Depuis plus de deux ans, SpaceX reconstruit intégralement sa plateforme de lancement au complexe de Boca Chica, au Texas. Le nouveau pas de tir, pensé pour absorber les cadences opérationnelles que l'entreprise d'Elon Musk vise à terme, représente une rupture nette avec les installations improvisées des premières campagnes d'essai. Les équipes de SpaceX ont revu l'ensemble du système de déluge d'eau, les bras de servitude, ainsi que les dispositifs de capture du booster — ce mécanisme spectaculaire qui avait marqué les esprits lors des vols précédents. Cette nouvelle rampe doit permettre, à terme, un rythme de rotation bien plus soutenu entre deux missions.

La préparation du vol 12 se déroule donc dans un contexte infrastructurel inédit pour le programme.
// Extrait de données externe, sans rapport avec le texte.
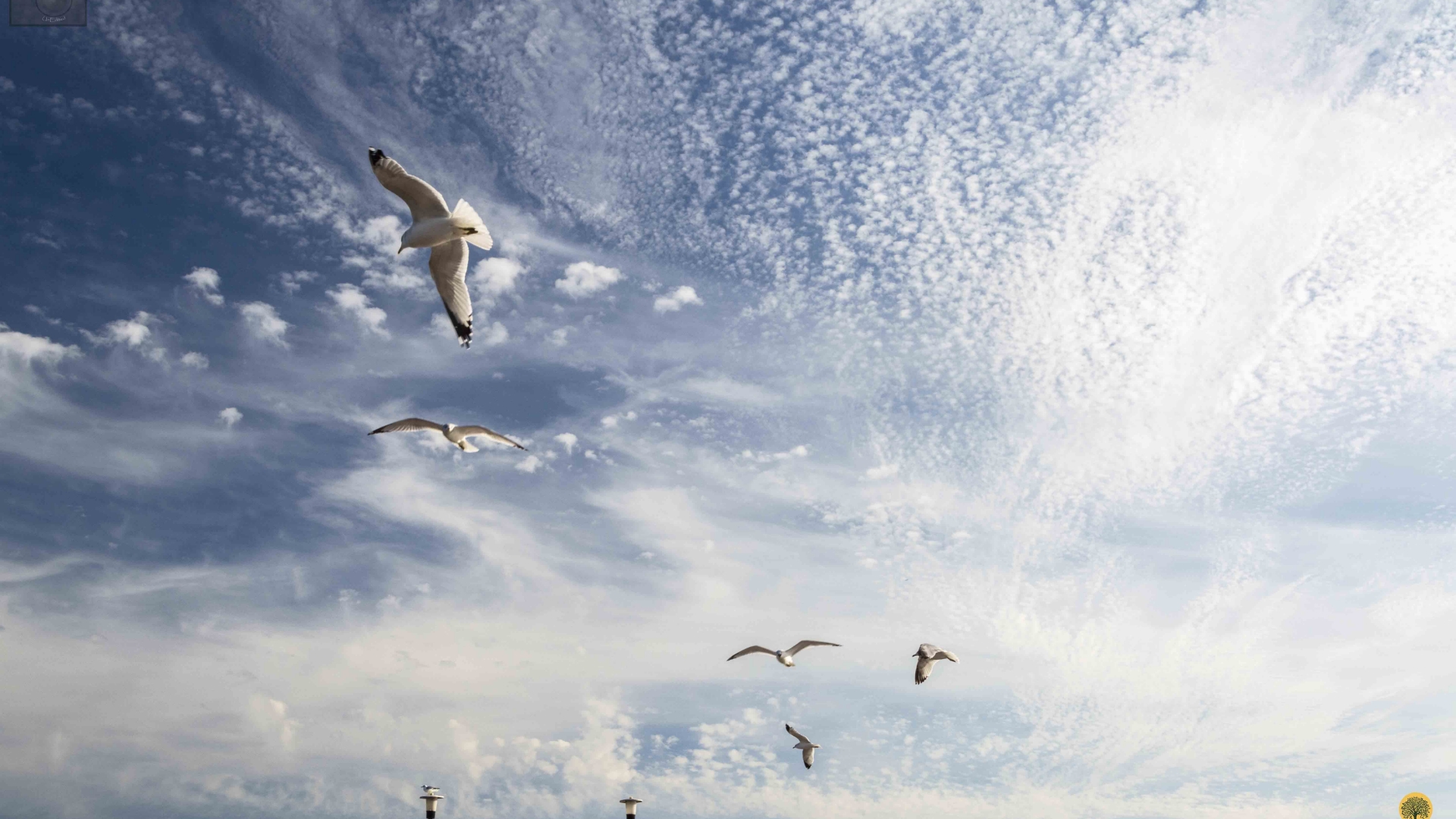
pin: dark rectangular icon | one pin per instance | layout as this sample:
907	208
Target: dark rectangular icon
47	12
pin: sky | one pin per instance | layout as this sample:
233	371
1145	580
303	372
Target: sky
1109	346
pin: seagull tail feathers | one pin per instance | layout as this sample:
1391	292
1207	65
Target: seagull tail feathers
472	229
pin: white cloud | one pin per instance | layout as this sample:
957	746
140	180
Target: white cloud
206	281
33	349
229	416
262	322
294	280
883	471
126	333
585	279
676	300
497	334
351	300
495	278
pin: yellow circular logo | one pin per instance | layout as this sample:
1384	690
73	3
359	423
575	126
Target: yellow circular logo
1416	806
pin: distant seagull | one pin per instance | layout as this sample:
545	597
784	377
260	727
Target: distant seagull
928	656
786	657
453	433
441	229
804	745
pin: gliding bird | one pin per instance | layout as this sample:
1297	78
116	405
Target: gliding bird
785	657
440	229
453	433
928	656
804	745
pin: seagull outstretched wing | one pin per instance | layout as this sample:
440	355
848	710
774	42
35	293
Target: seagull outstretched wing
492	435
804	645
422	199
410	426
753	651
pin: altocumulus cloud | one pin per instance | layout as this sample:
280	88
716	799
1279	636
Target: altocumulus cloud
1046	325
676	300
587	279
350	300
206	281
262	322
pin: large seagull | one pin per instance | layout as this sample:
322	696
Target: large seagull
440	229
455	435
785	657
802	745
927	657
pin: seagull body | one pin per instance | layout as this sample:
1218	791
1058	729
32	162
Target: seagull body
440	229
453	433
785	657
804	745
928	654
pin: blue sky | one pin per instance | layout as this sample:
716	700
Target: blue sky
1106	344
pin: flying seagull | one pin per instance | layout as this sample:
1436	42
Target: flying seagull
785	657
440	229
804	745
453	433
928	656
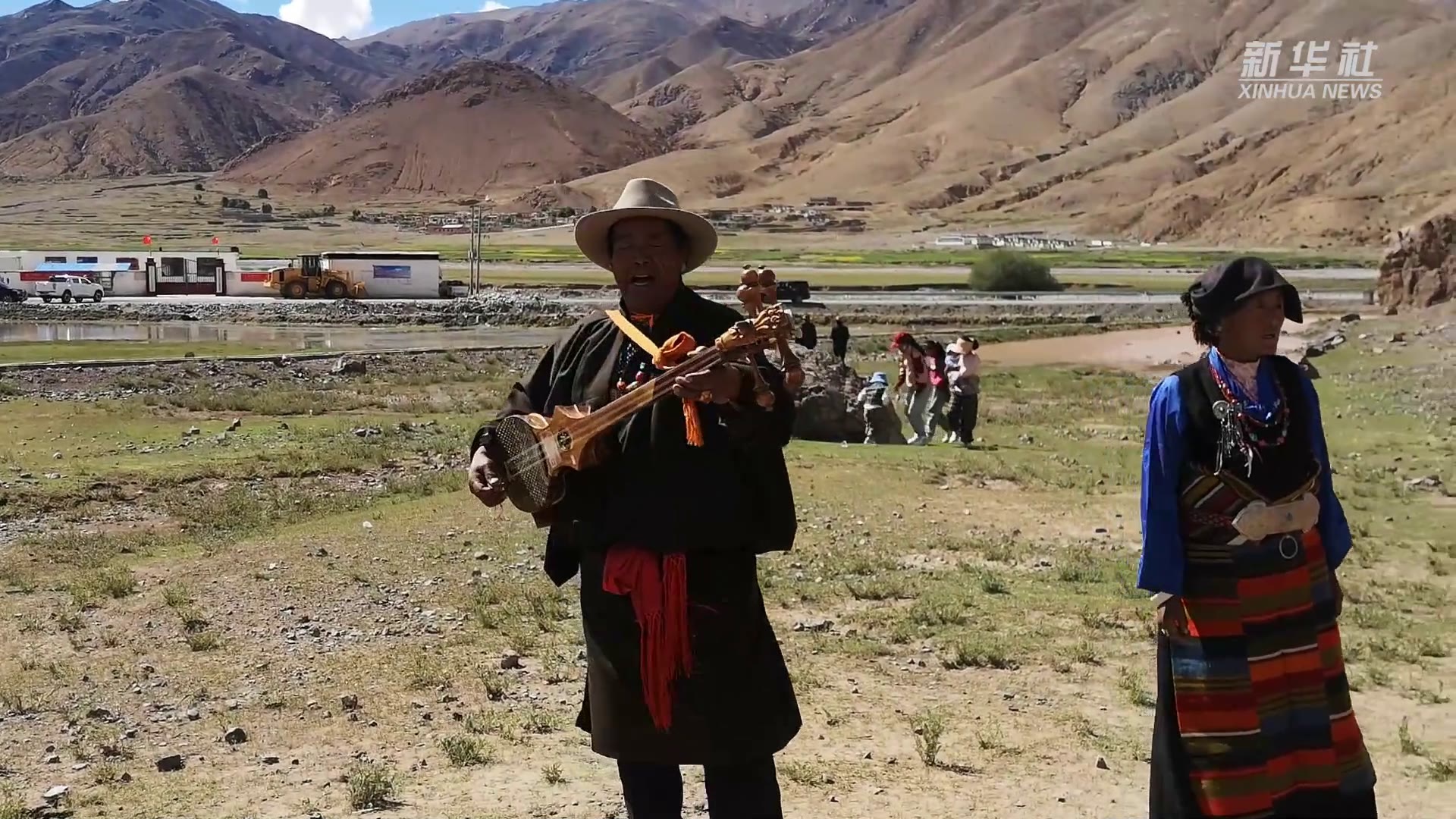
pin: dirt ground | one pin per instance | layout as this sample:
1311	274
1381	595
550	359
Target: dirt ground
1164	347
289	551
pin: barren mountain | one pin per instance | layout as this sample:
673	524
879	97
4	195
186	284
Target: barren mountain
560	39
714	46
1119	115
114	77
473	129
188	120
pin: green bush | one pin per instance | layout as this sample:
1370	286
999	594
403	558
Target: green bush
1012	270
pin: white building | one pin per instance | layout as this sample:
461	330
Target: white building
388	275
133	273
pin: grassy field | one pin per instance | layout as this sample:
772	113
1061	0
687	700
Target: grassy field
868	279
199	548
18	352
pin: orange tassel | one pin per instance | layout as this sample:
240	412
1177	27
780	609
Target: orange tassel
695	425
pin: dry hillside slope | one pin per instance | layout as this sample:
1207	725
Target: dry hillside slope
191	120
717	44
121	80
475	129
1120	115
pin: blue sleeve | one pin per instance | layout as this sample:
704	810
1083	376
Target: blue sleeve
1161	569
1334	529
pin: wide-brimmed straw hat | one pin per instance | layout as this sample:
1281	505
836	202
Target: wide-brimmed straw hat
1223	287
645	197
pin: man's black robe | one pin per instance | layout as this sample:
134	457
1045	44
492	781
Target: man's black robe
721	504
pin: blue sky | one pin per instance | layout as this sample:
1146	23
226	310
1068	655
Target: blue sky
340	18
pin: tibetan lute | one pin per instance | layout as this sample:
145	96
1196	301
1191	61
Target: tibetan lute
532	450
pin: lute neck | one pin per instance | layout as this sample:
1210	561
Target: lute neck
645	395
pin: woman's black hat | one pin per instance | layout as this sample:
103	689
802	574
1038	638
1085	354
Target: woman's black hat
1223	287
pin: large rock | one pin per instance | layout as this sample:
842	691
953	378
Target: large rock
826	407
1421	268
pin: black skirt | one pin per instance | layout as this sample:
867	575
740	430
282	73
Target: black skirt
1169	792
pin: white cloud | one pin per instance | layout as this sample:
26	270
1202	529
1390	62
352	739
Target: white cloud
329	18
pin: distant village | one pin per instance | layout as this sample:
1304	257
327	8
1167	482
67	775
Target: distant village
817	215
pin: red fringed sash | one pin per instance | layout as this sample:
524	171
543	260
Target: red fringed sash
658	591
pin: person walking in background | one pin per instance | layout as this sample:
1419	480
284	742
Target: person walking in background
1242	541
940	391
952	373
915	379
965	390
839	338
808	335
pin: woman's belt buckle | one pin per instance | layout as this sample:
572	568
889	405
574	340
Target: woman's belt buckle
1289	545
1260	521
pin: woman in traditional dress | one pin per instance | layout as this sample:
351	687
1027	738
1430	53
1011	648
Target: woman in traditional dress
1242	537
915	379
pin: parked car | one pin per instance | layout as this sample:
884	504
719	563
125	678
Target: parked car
69	289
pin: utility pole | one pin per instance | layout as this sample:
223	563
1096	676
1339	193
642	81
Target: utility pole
475	249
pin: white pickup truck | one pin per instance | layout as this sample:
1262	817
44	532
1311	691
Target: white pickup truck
67	289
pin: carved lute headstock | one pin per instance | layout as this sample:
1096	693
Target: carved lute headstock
759	292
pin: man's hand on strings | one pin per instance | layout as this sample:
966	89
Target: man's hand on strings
487	479
723	382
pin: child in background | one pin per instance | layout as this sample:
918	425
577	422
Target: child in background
952	373
873	397
940	391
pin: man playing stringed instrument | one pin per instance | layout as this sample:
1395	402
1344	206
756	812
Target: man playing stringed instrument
666	521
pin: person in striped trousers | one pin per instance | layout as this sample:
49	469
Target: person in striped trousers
1242	541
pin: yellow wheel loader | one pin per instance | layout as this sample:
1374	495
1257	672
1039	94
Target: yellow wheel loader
309	279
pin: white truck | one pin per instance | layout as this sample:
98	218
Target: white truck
67	289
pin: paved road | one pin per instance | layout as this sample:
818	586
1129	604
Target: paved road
826	297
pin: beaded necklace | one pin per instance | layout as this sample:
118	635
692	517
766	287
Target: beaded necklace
634	366
1244	433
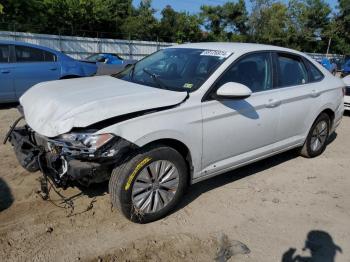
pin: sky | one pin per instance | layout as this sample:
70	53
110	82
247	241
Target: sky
193	6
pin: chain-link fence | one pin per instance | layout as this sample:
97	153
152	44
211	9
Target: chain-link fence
80	47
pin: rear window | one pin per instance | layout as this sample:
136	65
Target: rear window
292	71
315	74
4	53
30	54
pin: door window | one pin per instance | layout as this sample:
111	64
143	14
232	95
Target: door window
253	70
30	54
291	71
4	54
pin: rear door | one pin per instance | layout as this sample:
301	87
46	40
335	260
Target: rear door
33	66
299	97
238	130
7	92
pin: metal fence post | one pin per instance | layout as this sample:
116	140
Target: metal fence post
130	48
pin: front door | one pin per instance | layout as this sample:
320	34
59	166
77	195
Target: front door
300	101
236	131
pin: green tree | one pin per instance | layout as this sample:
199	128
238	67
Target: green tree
179	26
225	22
141	24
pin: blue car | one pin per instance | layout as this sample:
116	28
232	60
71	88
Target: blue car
23	65
109	63
106	58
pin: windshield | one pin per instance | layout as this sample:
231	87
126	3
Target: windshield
96	58
177	69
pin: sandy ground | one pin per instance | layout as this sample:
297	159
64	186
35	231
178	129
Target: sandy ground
263	212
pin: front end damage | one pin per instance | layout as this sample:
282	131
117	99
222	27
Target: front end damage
66	162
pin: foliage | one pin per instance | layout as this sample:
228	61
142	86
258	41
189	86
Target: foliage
306	25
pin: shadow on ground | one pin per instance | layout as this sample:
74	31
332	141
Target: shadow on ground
218	181
320	246
6	198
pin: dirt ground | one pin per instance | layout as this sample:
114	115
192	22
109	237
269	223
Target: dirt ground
284	208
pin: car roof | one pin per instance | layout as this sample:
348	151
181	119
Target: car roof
236	47
8	42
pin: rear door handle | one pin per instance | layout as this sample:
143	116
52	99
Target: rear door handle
314	93
273	103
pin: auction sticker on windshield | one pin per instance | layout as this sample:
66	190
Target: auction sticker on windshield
218	53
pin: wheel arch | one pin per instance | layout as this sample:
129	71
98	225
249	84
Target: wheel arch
179	147
330	113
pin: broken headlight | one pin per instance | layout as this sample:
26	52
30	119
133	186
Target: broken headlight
85	140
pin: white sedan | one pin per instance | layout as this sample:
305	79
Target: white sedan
177	117
347	92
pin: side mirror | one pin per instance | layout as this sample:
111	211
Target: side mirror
232	90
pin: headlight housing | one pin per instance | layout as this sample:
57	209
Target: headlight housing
85	140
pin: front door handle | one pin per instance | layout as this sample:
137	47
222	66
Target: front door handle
273	103
314	93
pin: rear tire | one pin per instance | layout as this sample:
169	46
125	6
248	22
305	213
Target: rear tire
316	141
150	184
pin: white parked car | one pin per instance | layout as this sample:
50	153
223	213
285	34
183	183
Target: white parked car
177	117
347	92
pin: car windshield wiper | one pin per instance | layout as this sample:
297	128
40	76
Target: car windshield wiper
156	79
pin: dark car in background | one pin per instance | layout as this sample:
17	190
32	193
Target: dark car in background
329	65
23	65
109	63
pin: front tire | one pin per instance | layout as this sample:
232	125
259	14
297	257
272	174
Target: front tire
316	141
150	184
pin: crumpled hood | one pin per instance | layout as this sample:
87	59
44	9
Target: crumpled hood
55	107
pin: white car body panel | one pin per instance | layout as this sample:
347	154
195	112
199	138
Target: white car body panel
347	97
65	104
220	136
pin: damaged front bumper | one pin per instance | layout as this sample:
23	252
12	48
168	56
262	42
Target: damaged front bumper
64	165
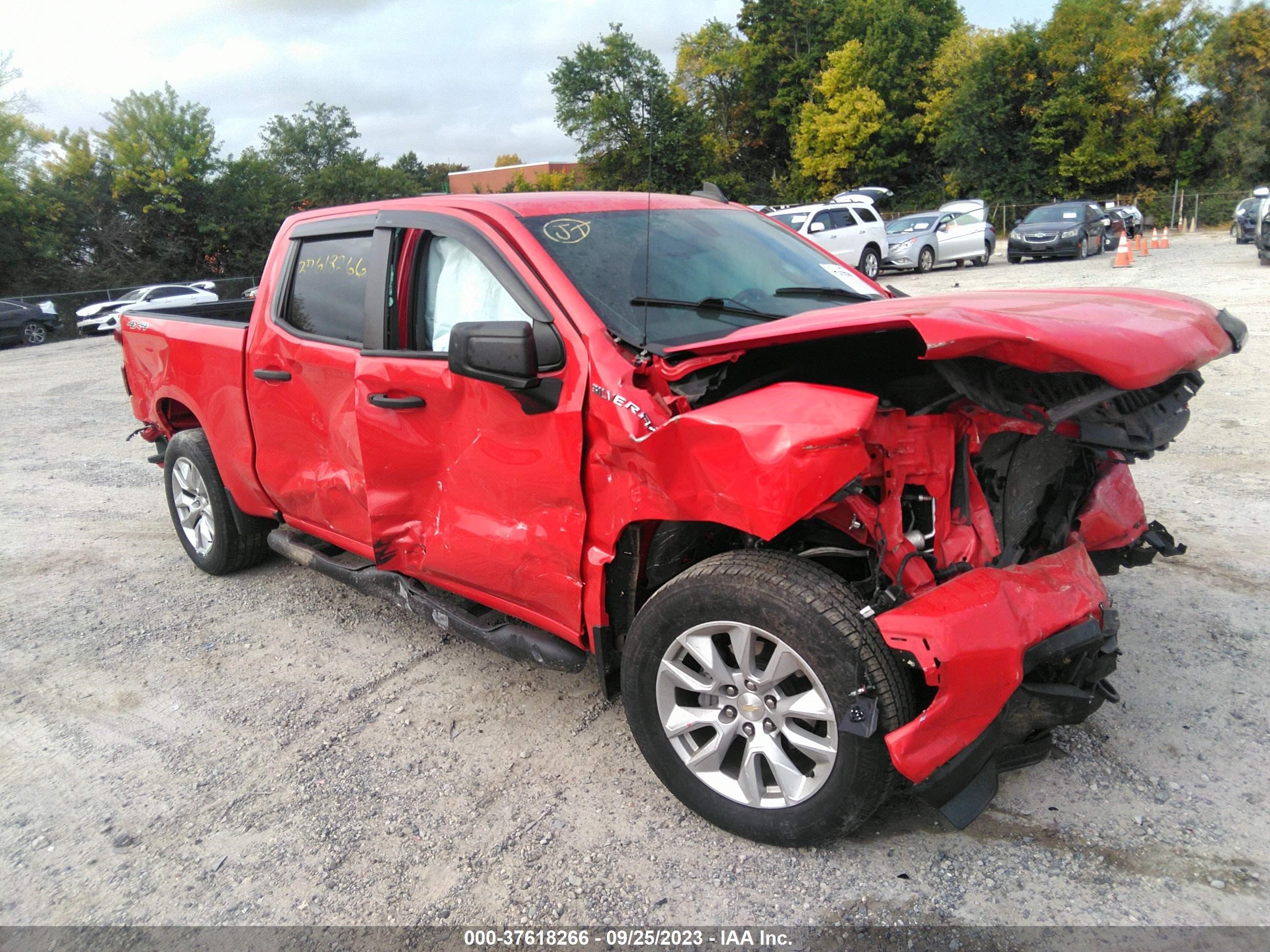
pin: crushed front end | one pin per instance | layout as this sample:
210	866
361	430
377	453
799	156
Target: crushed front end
992	521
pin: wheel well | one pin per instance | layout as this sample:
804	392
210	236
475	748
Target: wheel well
175	415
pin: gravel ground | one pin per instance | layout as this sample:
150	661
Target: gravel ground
273	748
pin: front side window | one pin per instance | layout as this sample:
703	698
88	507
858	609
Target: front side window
328	287
459	287
679	276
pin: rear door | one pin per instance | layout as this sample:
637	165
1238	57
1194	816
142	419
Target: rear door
301	359
470	487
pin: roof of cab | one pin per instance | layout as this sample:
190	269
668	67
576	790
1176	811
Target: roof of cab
525	205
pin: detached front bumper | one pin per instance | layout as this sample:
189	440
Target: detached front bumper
1013	653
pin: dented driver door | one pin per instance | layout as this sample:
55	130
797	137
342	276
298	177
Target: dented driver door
469	488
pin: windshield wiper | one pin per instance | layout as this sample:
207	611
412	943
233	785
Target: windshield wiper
831	292
707	304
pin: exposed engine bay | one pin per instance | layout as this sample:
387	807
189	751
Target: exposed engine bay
972	462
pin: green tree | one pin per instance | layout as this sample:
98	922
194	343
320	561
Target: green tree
432	177
1234	113
634	130
985	92
306	143
837	140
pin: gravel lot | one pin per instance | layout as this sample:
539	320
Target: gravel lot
275	748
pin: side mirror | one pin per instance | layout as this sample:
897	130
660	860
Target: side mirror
498	352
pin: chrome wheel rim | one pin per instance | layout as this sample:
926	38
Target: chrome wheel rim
194	505
747	715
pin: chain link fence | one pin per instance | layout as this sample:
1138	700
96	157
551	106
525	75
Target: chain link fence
68	303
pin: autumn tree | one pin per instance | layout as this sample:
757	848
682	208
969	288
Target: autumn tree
634	130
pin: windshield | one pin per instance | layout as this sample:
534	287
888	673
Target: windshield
692	263
1056	214
904	226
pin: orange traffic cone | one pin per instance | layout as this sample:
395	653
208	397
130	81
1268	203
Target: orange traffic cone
1123	256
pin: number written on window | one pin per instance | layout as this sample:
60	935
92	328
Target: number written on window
328	288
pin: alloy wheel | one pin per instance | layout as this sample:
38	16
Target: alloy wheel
194	505
747	715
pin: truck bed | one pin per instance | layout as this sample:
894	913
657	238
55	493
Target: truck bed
185	367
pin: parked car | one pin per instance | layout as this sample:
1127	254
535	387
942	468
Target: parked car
883	558
851	230
1264	230
1245	228
103	316
955	234
1061	230
31	324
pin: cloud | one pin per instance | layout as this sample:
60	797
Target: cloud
451	80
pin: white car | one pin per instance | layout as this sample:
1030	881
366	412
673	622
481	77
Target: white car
103	316
850	230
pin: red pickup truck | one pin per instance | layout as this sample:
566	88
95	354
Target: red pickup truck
826	539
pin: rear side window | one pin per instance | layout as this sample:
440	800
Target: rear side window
328	287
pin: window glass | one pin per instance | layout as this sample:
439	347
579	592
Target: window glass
328	291
686	260
842	219
460	288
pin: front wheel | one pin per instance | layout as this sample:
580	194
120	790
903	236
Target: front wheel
201	509
870	263
739	680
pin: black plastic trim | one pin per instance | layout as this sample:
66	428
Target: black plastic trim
515	640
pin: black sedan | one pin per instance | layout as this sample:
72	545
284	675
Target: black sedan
1062	230
26	323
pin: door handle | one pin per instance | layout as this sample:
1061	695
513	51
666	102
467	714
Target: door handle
384	400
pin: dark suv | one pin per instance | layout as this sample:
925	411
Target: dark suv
1061	230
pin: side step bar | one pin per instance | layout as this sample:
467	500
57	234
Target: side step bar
520	643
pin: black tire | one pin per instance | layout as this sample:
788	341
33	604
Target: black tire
230	550
33	334
817	615
870	262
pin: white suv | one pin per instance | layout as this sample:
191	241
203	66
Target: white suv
851	232
103	316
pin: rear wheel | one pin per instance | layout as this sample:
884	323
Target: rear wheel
739	681
201	509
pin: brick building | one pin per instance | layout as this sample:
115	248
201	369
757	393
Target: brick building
464	183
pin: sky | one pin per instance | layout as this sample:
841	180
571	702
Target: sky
454	80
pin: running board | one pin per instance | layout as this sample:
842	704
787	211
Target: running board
517	642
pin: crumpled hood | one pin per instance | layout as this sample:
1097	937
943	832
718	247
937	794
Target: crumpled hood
1131	338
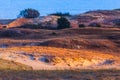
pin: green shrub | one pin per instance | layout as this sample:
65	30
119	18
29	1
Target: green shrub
81	25
94	24
63	23
31	26
29	13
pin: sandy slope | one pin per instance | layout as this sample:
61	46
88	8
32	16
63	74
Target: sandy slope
51	58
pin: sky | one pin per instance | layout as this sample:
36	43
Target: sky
9	9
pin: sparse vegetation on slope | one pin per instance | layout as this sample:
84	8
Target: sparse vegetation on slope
11	65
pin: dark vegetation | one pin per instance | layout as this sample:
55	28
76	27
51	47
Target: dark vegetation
81	25
29	13
60	75
32	26
63	23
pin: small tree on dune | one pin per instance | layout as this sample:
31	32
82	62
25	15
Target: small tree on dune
29	13
63	23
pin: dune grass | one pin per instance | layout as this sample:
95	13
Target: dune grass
60	75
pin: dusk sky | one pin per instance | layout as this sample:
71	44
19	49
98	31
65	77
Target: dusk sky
11	8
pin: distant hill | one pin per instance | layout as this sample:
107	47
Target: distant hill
6	21
103	17
106	18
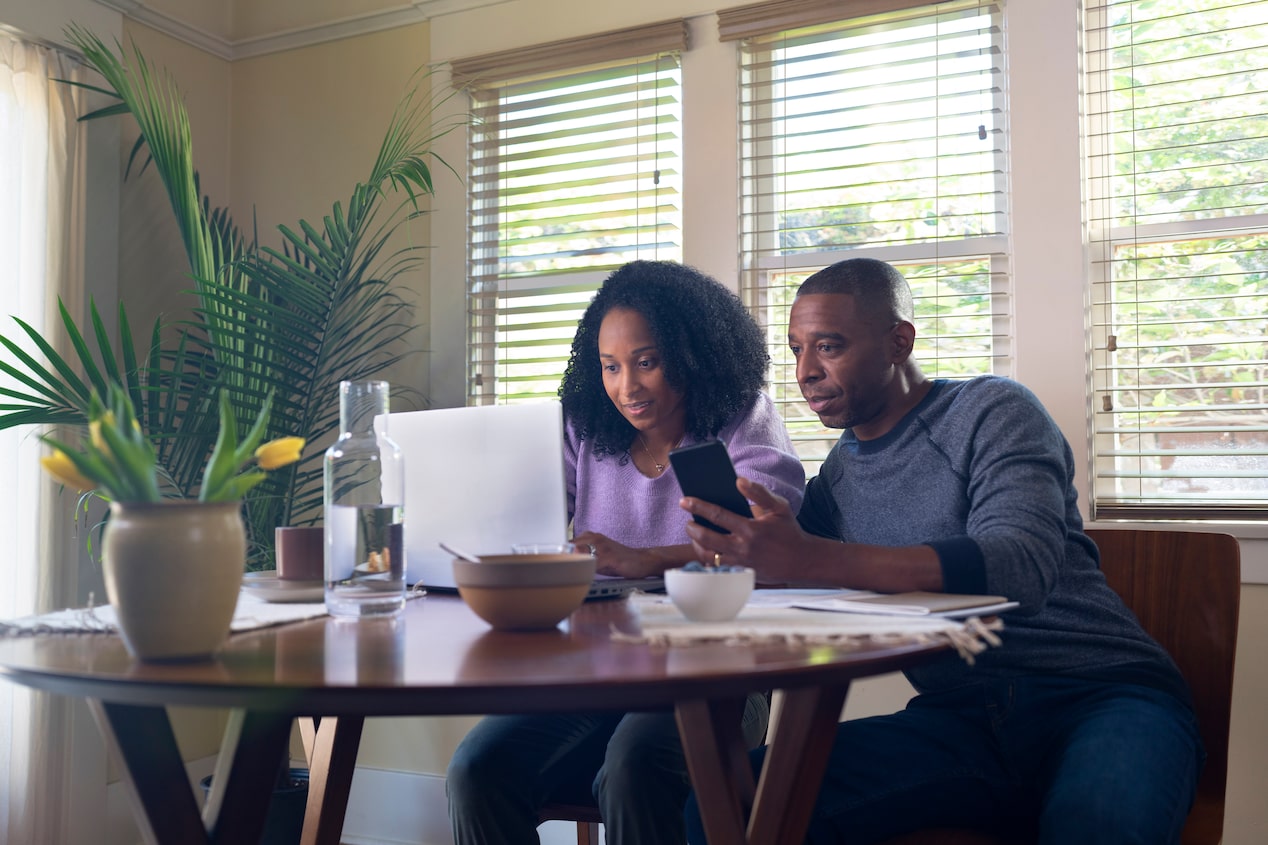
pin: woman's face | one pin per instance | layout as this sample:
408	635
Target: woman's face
634	374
C'est la première fois qu'un Starship complet sera élancé depuis ce pad entièrement reconfiguré, ce qui ajoute une variable supplémentaire à un test déjà techniquement dense.

Ship 35 : une nouvelle génération du vaisseau en jeu

Le second étage engagé pour ce douzième vol — désigné Ship 35 — introduit plusieurs modifications substantielles par rapport aux versions précédentes. Depuis le prototype SN8 qui avait effectué le premier vol à haute altitude en décembre 2020, le vaisseau a connu une succession d'évolutions portant sur l'aérodynamique, les systèmes de protection thermique, la motorisation et les carburants embarqués. Pour ce vol 12, SpaceX intègrerait notamment des améliorations sur les tuiles du bouclier thermique et sur la géométrie des volets de rentrée atmosphérique, points faibles identifiés lors des campagnes précédentes.

Les détails précis de certaines modifications n'ont pas encore été confirmés officiellement par SpaceX, mais les images publiées lors de la préparation au sol laissent apparaître des changements visibles sur le profil du vaisseau. La communauté des observateurs suit ces évolutions avec une attention particulière, consciente que chaque itération rapproche — ou non — le programme de la maturité opérationnelle.

Une filière entière suspendue aux résultats

Au-delà du seul défi technique, le vol 12 s'inscrit dans un contexte de pression croissante. La NASA compte sur Starship pour assurer les alunissages du programme Artemis, dans sa version Human Landing System. Des retards répétés ont déjà conduit l'agence à repousser ses propres échéanciers lunaires. D'autres acteurs institutionnels et commerciaux — opérateurs de satellites, agences gouvernementales, partenaires internationaux — observent eux aussi si SpaceX peut démontrer une fiabilité suffisante pour justifier les paris contractuels déjà engagés.

La formule d'un ingénieur impliqué dans le programme, rapportée par plusieurs médias spécialisés, résume bien l'ambiance : « Les hauts sont très hauts. Les bas sont très bas. » Ce vol 12 doit donc, idéalement, livrer davantage que des images spectaculaires — il doit commencer à prouver que Starship peut devenir un outil de travail fiable. La date de lancement n'est pas encore fixée officiellement, mais les préparatifs au sol suggèrent une tentative imminente.